By Mary Onyia
Founder and Chancellor of Afe Babalola University, Ado-Ekiti, Chief Afe Babalola (SAN), has lamented the deepening rot in Nigeria’s education system, warning that unless urgent and holistic reforms are undertaken, the nation risks raising generations of half-baked graduates.
Babalola, who also served as former Pro-Chancellor and Chairman of the Governing Council of the University of Lagos, and former Chairman of all Pro-Chancellors, said the crisis in education cuts across all levels, from primary to tertiary institutions.
“The problems confronting the educational system in Nigeria are pervasive; they ravage every tier, from primary one to the university,” he wrote in an article published in Vanguard titled The Dwindling Standard of Education in Nigeria – The Way Forward.
Despite never attending secondary school or university himself, the legal luminary and educationist stressed that decades of service to Nigeria’s academic system have exposed him to the roots of its decline.
“Our situation can be likened to that of a K-legged man whose attention was drawn to the bent load on his head. He in turn asked the people to look down for the cause rather than what is on his head,” he quipped.
Babalola listed over-crowded classrooms, lack of adequate funding, poorly trained and ill-motivated teachers, and the absence of basic teaching materials as some of the major obstacles hindering effective learning at the foundation stage.

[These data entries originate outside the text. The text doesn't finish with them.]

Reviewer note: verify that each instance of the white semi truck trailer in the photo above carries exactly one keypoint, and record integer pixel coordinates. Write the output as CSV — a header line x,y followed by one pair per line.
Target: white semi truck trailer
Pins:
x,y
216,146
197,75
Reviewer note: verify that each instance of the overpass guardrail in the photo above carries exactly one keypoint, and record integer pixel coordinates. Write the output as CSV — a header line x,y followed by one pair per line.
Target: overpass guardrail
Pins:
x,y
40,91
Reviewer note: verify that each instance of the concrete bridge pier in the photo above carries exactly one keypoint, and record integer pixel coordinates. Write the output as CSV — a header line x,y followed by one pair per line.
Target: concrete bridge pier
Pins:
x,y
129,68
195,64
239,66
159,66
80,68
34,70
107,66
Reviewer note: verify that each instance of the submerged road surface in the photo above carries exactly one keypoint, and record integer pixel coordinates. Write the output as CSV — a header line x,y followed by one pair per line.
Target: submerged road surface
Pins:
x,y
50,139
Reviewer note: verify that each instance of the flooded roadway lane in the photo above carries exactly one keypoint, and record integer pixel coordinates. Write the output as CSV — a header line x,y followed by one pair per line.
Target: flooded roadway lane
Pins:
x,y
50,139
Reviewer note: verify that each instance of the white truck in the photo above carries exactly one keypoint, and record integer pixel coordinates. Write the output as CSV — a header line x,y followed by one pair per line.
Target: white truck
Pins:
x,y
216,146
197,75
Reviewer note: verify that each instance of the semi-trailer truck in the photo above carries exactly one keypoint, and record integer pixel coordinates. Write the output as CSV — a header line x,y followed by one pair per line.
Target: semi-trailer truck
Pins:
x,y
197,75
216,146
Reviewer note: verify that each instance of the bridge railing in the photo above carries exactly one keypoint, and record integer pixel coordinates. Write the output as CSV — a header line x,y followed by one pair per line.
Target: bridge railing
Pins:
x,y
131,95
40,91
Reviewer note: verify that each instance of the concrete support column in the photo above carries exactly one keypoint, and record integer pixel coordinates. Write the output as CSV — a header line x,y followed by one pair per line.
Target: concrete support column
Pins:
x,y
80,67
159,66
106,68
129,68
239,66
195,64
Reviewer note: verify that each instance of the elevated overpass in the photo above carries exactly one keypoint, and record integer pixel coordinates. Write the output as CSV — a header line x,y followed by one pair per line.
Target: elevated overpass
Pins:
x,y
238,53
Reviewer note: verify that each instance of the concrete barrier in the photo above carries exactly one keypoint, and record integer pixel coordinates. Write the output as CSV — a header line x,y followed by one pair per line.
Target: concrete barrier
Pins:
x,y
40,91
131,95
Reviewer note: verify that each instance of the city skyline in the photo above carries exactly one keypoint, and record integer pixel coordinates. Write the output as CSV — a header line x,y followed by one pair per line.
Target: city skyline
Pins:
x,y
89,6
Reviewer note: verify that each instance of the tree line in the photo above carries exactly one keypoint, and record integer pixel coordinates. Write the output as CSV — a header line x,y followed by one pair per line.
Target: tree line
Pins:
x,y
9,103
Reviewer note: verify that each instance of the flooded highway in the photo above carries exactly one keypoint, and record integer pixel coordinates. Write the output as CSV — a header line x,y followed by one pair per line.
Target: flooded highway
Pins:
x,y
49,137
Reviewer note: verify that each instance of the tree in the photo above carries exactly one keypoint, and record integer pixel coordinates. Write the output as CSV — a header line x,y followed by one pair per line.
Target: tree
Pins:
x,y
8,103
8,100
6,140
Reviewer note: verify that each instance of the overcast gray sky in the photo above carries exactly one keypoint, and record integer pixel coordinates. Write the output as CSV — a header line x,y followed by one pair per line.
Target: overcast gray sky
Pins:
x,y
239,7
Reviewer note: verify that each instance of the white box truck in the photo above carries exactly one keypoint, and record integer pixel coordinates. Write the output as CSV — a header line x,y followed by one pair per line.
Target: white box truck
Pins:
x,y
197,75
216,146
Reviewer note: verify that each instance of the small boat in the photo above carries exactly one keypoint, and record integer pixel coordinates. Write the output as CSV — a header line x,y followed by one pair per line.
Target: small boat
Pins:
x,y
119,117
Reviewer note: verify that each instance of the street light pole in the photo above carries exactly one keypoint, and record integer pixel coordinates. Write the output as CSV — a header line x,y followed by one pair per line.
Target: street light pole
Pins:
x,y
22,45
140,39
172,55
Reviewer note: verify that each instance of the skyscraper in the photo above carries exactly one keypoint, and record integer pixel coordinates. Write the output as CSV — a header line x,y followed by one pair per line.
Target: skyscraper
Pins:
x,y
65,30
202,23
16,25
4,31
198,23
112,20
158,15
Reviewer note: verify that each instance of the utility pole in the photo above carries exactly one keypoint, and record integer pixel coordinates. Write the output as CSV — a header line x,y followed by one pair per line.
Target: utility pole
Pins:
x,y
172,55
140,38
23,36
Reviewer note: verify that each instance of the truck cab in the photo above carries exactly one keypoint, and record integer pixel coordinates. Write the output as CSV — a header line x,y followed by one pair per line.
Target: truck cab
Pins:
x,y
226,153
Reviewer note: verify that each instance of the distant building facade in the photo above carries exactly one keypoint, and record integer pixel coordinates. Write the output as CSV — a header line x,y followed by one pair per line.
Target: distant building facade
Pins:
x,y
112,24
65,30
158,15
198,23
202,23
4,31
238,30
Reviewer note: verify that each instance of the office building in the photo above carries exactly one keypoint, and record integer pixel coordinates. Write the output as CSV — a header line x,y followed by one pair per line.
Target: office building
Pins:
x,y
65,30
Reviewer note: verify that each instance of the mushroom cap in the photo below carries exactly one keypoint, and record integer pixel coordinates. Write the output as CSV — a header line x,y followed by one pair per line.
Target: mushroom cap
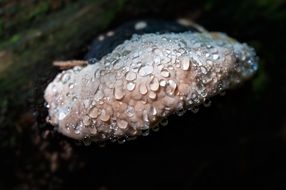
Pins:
x,y
143,80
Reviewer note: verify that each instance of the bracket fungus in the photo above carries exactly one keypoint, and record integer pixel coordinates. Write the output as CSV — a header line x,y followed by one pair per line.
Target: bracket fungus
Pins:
x,y
143,80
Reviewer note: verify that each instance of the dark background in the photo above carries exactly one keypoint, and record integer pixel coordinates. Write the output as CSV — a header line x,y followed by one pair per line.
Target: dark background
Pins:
x,y
238,142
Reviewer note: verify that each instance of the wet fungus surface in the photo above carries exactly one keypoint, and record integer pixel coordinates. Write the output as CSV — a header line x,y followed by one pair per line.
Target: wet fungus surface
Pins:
x,y
144,80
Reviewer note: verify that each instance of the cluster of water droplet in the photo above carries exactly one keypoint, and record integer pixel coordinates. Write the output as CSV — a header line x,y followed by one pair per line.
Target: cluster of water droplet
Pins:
x,y
145,79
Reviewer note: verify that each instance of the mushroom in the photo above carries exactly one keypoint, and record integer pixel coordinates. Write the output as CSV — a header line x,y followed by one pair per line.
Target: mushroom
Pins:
x,y
144,80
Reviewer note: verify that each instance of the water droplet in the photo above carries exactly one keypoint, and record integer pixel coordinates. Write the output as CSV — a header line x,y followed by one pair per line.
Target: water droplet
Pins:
x,y
94,112
215,56
171,87
130,76
145,132
185,63
164,122
46,105
165,73
181,112
122,124
152,95
203,70
65,78
154,84
163,83
77,128
93,130
71,85
143,89
145,70
130,86
74,98
86,141
121,140
104,116
157,60
130,111
92,61
118,93
153,111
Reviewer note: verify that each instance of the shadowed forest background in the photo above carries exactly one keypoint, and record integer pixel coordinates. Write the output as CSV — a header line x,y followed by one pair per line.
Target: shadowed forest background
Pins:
x,y
239,141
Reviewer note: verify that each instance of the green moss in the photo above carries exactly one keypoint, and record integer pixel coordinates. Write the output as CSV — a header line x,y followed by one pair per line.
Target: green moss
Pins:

“It is these poorly taught children that graduate to secondary schools to confront the same problems,” he said, stressing that by the time they progress to universities, they have become “like dry fish – they can no longer be bent without being broken. The havoc is almost permanently done.”
He lamented that efforts made to correct such deep-seated defects at the university level often end in failure, as students arrive unprepared for higher learning.
According to him, reversing the decline will require nothing less than “total and holistic corrective measures.”